Across the city, the big day that the heat comes on is October 15. This year, it could’ve been a couple weeks earlier – we’ve been drinking lots of hot tea to compensate. Last night during the weekly student gathering in our apartment, prayer requests and conversation focused on staying warm despite cold buildings and keeping from getting sick. Since DCU has its own boiler system we are independent from the city and the October 15th rule. This evening I came home to a cold apartment, but stepped close enough to a radiator later in the evening to notice its warmth, then happily listened to it gurgle all during supper. We are grateful for the extra two days of heat.
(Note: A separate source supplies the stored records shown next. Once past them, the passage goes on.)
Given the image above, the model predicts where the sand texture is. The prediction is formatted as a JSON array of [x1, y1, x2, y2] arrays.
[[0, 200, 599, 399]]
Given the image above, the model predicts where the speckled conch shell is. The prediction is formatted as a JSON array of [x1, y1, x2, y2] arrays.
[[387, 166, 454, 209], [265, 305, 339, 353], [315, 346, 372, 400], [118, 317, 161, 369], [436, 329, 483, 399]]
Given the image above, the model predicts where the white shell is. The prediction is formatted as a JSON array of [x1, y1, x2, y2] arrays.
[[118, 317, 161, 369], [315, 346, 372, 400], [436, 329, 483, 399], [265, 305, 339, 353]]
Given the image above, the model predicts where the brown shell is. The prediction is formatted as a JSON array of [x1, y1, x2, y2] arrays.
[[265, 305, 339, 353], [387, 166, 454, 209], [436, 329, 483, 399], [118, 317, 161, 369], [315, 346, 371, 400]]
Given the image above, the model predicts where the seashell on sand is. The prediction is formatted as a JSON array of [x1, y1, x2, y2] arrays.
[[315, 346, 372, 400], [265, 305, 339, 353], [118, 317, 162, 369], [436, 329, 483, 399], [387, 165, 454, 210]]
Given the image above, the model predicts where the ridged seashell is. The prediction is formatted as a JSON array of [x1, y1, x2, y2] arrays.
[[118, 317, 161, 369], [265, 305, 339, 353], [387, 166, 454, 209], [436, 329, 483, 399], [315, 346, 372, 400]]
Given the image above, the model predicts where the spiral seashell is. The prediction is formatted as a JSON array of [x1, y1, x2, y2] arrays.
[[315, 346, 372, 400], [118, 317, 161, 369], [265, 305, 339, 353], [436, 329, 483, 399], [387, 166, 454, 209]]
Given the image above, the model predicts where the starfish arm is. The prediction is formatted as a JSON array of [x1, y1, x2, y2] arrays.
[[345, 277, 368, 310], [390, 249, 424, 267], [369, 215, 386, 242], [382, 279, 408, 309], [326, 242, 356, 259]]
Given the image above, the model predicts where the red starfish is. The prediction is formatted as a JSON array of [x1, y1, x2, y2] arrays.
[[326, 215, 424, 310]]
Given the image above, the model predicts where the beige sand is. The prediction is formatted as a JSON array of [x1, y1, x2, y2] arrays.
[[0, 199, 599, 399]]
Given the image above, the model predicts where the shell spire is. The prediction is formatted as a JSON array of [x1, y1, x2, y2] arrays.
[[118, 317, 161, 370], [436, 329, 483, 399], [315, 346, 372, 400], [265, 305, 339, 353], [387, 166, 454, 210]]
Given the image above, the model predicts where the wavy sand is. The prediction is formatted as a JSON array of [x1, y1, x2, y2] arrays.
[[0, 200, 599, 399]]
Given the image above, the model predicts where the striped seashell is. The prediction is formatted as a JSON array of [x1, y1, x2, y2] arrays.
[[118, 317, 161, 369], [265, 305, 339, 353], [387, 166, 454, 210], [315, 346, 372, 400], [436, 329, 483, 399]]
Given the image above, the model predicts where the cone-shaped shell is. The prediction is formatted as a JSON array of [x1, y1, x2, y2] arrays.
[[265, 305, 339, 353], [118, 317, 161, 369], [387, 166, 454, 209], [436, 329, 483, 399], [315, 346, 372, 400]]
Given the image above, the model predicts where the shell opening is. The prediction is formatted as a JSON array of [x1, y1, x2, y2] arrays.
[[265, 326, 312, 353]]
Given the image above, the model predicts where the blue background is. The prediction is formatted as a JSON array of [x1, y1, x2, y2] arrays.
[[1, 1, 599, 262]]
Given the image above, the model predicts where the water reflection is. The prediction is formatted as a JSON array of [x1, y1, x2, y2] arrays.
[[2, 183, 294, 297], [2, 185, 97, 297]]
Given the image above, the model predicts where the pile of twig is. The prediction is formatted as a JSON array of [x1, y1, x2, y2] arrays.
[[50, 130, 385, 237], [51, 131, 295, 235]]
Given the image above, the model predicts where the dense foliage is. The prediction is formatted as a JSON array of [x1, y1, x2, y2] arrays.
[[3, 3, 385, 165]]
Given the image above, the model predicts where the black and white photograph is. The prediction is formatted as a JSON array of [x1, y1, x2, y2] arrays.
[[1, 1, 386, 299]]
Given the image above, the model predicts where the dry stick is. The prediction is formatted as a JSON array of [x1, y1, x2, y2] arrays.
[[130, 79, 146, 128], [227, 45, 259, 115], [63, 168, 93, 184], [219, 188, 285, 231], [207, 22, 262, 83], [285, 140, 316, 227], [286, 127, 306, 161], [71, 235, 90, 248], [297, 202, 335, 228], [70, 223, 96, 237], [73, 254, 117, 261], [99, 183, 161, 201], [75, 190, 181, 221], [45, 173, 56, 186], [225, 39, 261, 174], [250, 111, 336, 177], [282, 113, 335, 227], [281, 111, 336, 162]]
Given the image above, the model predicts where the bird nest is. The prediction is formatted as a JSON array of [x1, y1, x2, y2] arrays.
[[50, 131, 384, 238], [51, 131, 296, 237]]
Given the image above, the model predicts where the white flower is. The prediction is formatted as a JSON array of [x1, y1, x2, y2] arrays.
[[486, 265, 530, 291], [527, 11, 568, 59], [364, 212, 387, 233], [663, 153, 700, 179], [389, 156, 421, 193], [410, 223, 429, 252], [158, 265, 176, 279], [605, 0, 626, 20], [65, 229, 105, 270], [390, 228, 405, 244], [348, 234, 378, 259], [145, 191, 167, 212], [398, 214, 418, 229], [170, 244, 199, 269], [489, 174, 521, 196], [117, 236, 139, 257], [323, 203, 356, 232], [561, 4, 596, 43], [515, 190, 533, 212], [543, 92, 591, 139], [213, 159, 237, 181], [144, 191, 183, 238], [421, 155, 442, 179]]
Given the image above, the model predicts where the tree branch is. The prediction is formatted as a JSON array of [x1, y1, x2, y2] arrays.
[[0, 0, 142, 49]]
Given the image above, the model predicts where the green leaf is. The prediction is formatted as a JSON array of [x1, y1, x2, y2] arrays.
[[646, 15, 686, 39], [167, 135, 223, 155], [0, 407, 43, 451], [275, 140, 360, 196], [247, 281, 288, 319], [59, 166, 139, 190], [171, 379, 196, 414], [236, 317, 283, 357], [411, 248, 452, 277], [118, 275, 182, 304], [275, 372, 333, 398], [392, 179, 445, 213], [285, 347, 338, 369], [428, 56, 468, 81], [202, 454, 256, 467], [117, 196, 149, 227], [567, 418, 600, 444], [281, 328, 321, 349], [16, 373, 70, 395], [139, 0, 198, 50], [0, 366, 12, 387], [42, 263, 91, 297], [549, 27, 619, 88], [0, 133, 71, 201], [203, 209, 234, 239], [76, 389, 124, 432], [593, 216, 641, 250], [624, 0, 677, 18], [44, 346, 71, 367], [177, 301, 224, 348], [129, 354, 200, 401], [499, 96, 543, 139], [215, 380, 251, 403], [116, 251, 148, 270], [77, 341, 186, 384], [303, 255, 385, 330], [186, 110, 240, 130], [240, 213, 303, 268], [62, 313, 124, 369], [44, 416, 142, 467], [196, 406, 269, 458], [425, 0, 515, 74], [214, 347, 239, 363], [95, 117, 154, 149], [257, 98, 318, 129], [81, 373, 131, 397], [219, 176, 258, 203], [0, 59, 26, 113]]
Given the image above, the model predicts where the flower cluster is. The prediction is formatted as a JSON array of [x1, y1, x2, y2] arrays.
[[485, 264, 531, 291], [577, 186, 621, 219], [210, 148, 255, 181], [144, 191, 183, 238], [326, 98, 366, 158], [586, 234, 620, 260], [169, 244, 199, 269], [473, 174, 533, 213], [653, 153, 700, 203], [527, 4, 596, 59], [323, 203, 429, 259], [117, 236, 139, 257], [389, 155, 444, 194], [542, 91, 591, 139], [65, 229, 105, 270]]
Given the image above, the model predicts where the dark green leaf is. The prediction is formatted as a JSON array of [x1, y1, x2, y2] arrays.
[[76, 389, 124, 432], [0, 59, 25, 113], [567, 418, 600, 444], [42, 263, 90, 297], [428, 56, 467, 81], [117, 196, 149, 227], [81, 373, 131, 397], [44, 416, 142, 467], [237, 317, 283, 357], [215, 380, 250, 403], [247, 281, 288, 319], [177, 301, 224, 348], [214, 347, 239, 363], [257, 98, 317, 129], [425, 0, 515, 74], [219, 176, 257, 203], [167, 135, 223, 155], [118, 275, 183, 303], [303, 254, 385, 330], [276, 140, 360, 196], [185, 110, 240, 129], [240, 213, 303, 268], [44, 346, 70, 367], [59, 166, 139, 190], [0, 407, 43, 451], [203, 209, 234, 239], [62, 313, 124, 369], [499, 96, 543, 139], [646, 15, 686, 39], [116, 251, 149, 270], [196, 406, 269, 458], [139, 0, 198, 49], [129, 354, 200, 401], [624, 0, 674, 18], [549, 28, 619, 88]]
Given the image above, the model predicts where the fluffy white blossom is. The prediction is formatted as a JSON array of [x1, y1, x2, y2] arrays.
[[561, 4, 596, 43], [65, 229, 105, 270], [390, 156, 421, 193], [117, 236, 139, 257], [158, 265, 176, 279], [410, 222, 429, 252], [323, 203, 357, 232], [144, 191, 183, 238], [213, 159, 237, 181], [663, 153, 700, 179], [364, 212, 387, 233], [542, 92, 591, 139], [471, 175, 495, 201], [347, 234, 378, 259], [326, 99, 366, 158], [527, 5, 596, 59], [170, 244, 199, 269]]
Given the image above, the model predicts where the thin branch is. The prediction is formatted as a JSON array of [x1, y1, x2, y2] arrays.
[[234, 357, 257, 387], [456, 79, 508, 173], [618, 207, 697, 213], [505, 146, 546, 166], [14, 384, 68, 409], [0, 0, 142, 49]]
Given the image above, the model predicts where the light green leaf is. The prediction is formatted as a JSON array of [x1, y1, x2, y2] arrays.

It’s funny how much my attitude towards the temperature in our apartment is affected by knowing that I could do nothing to make it warmer. In Phoenix, Dave and I would see how long we could go without turning on the heat in our house – partly to be cheap and, being native Midwesterners, partly to marvel at how warm the Arizona weather really was. (You can make it until Christmas without heat in the desert!) So even though it probably wasn’t any colder in our apartment here in Donetsk than it was in our place in Phoenix, I sure resented the chill more, simply because I couldn’t do anything about it. As long as I know I can control it, I’ll sit in my apartment and shiver for as long as I feel like it. I realized that having your apartment temperature controlled by a mysterious “boiler operator” five blocks down the street is just another handy method of control if you’re living in a communist country. And in our case, living under the remnants of a communist system, the boiler man can keep the masses of shivering citizens from being warm but he can’t keep them from complaining about it.